Новая легенда стала достоянием общественного сознания.
По поводу книги Гершензона выступил Плеханов.
«Это интересная книга», — писал он. Она «проливает много света на замечательную личность П. Я. Чаадаева». «Книгу г. Гершензона должен прочитать всякий, кого интересует историческое развитие русской общественной мысли». Но, продолжает Плеханов, с выводами, к которым приходит Гершензон, согласиться нет ни малейшей возможности. Плеханов анализирует чаадаевские тексты, вспоминает чаадаевские времена на Руси. «...В эпоху Чаадаева, — заключает он, — когда дифференциация нашего „общества“, а следовательно, и дифференциация в области нашей общественной мысли, очень далека была от той ступени, которой она достигла теперь (в другой редакции Плеханов пишет: „когда так страшно узка, а отчасти и совсем недоступна для мыслящего человека была область практического действия“... — А. Л.), — жизнь еще не требовала от передовых людей такой строгой последовательности в мыслях, и потому тогда даже мистики могли, подобно Чаадаеву служить свою службу освободительному движению. Довлеет дневи злоба его!
Да и то сказать, — продолжает Плеханов, — преобладающей чертой в миросозерцании Чаадаева является не мистицизм, а именно очень повышенная требовательность по отношению к окружающей его действительности. Г-ну Гершензону дело представляется иначе, но тот же г.

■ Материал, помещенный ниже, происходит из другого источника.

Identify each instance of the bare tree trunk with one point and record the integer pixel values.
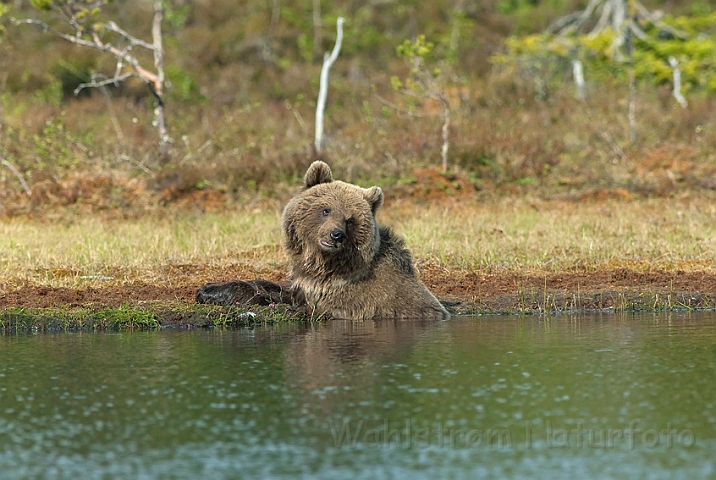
(158, 89)
(578, 73)
(445, 130)
(676, 74)
(328, 61)
(317, 25)
(629, 47)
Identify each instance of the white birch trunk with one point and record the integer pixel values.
(328, 61)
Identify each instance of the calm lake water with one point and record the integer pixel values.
(630, 396)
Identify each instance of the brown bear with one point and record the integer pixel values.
(341, 261)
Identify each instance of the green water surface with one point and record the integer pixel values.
(608, 396)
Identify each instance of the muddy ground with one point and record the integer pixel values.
(463, 292)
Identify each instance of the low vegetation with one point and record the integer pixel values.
(537, 183)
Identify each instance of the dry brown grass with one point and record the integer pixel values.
(512, 235)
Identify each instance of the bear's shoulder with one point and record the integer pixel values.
(392, 248)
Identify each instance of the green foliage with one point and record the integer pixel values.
(182, 84)
(3, 10)
(549, 55)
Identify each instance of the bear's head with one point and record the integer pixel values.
(331, 224)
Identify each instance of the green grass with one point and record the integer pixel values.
(509, 235)
(148, 317)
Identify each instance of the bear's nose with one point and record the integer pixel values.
(338, 235)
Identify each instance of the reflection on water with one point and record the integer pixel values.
(490, 397)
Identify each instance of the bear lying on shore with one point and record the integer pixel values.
(341, 261)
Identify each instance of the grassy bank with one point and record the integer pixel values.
(511, 235)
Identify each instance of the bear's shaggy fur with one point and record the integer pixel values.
(341, 261)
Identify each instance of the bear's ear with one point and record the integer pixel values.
(319, 172)
(374, 197)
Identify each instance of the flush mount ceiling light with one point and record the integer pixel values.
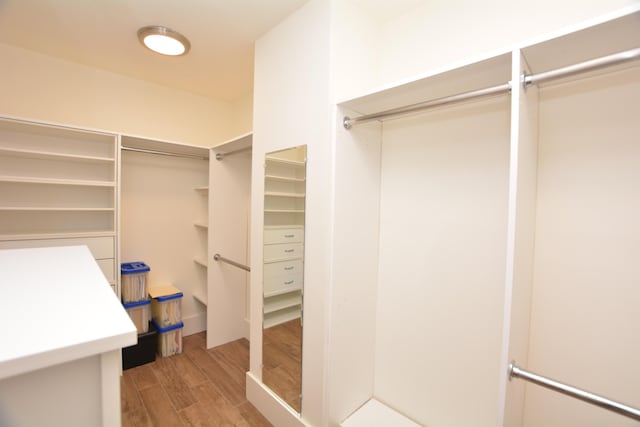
(163, 40)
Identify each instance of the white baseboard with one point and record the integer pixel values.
(194, 324)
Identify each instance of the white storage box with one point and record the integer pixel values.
(169, 339)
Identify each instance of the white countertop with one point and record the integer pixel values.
(56, 306)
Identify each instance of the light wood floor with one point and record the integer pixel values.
(199, 387)
(282, 361)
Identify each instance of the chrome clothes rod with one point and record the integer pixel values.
(585, 396)
(582, 67)
(220, 156)
(219, 257)
(347, 122)
(164, 153)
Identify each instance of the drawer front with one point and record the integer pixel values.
(282, 277)
(282, 251)
(100, 247)
(283, 235)
(108, 269)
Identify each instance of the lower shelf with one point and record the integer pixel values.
(281, 316)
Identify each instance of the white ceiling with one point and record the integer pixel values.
(102, 34)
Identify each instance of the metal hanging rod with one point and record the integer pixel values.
(219, 257)
(220, 156)
(591, 65)
(582, 67)
(165, 153)
(585, 396)
(347, 122)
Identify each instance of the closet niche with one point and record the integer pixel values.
(495, 230)
(284, 207)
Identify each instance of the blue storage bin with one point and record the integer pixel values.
(134, 281)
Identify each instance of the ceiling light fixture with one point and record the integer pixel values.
(163, 40)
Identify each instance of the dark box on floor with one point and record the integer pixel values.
(143, 352)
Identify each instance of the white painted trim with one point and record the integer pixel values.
(270, 405)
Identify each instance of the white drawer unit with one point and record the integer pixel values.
(278, 235)
(282, 251)
(282, 277)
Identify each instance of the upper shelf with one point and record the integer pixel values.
(37, 154)
(612, 34)
(57, 181)
(288, 162)
(164, 146)
(283, 178)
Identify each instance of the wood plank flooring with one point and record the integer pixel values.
(282, 361)
(199, 387)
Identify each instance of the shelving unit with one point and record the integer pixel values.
(284, 208)
(57, 188)
(200, 292)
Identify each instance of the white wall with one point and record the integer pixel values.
(439, 33)
(584, 326)
(291, 108)
(368, 52)
(41, 87)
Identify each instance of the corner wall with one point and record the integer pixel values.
(291, 108)
(41, 87)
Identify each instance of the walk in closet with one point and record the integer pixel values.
(229, 213)
(164, 217)
(283, 235)
(58, 188)
(500, 225)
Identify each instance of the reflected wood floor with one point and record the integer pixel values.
(282, 361)
(199, 387)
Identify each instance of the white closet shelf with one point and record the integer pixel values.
(54, 209)
(285, 162)
(282, 305)
(39, 236)
(37, 154)
(279, 317)
(201, 261)
(281, 292)
(284, 194)
(284, 210)
(56, 181)
(284, 178)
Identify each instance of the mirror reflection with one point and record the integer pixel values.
(284, 206)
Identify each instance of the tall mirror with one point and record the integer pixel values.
(284, 206)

Гершензон опять дает в своей интересной книге материал, показывающий, что он, г. Гершензон, сильно ошибается».
Что же касается собственно чаадаевского мистицизма, то, по мнению Плеханова, мистицизм был для Чаадаева «тем же, чем, к сожалению, до сих пор служит водка многим и многим „российским“ людям: средством, ведущим к забвению. Но водка не устраняет тех причин, которые вызывают нравственные страдания пьющего. Подобно этому и мистицизм не мог дать Чаадаеву то удовлетворение, которое могло быть найдено им только в общественной деятельности. И именно потому, что мистицизм не мог удовлетворить, — говорит Плеханов, — стремление Чаадаева к общественной деятельности, это стремление придало весьма своеобразный оттенок его мистицизму... Нам кажется, что вернее было бы, — заключает Плеханов, — назвать его мистицизмом на почве неудовлетворительного стремления внести осмысленность в окружающую жизнь».

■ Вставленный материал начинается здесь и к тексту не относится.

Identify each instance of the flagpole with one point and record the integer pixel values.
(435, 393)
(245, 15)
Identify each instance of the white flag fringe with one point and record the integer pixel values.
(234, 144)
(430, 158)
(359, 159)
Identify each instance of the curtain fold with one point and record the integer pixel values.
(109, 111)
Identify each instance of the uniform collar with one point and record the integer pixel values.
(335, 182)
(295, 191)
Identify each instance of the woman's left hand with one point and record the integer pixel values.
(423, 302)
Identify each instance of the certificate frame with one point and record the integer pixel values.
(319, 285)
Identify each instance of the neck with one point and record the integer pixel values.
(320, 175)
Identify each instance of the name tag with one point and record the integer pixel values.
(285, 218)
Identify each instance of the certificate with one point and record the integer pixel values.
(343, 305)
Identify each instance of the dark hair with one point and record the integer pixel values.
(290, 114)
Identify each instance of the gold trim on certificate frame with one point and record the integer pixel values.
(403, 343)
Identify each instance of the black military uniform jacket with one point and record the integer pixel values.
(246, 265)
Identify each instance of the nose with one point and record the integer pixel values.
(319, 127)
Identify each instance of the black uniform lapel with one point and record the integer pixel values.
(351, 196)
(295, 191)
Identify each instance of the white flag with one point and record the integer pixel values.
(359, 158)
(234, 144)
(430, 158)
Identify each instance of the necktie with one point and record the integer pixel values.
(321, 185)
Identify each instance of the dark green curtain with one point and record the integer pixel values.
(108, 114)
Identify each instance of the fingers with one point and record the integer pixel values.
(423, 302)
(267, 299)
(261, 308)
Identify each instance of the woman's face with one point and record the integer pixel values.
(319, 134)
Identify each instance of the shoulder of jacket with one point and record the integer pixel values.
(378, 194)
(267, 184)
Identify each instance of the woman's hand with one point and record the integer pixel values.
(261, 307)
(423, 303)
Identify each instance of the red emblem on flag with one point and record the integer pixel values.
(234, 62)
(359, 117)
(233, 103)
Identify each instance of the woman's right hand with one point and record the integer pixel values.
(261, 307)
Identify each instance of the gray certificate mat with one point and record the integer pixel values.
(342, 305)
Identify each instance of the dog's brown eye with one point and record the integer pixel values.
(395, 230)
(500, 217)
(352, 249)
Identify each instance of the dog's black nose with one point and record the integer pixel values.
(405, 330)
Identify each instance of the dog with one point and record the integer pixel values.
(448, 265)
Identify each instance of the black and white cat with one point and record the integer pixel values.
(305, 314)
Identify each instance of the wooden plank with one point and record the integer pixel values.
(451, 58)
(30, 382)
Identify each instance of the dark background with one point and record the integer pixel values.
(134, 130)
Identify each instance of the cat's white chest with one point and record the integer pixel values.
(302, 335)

В статье Плеханова есть очень примечательная черта. Со всей решительностью и даже страстностью заявляя о своем полном несогласии с Гершензоном, со всей твердостью говоря о своей общей оценке места и роли Чаадаева в истории русской общественной мысли, русского освободительного движения, Плеханов вместе с тем с готовностью прибегает к сослагательной, даже условной интонации, когда речь в его статье заходит об истолковании тех или иных конкретных положений в чаадаевском наследии, тех или иных конкретных черт в идейном облике мыслителя.
Чувствуется, что время одних только общих принципиальных деклараций по поводу Чаадаева прошло.
Перед Герценом и Белинским была живая жизнь человека, чаадаевская история развертывалась на их глазах, и этот живой наглядный, еще горячий материал насыщал их выступления. Теперь же, спустя более чем полвека, спор о Чаадаеве мог решаться лишь конкретным исследованием. По сути дела, признанием этого факта и одновременно призывом к подобной работе Плеханов и завершает свою статью. «Пора, — говорит он, — нам, наконец, получше ознакомиться с образом мыслей и с историей умственного развития наших замечательных людей».
В том же году, когда вышла книга Гершензона, в капитальном труде «Николаевские жандармы и литература 1826—1855 г.г.» М. Лемке опубликовал свою работу «Чаадаев и Надеждин».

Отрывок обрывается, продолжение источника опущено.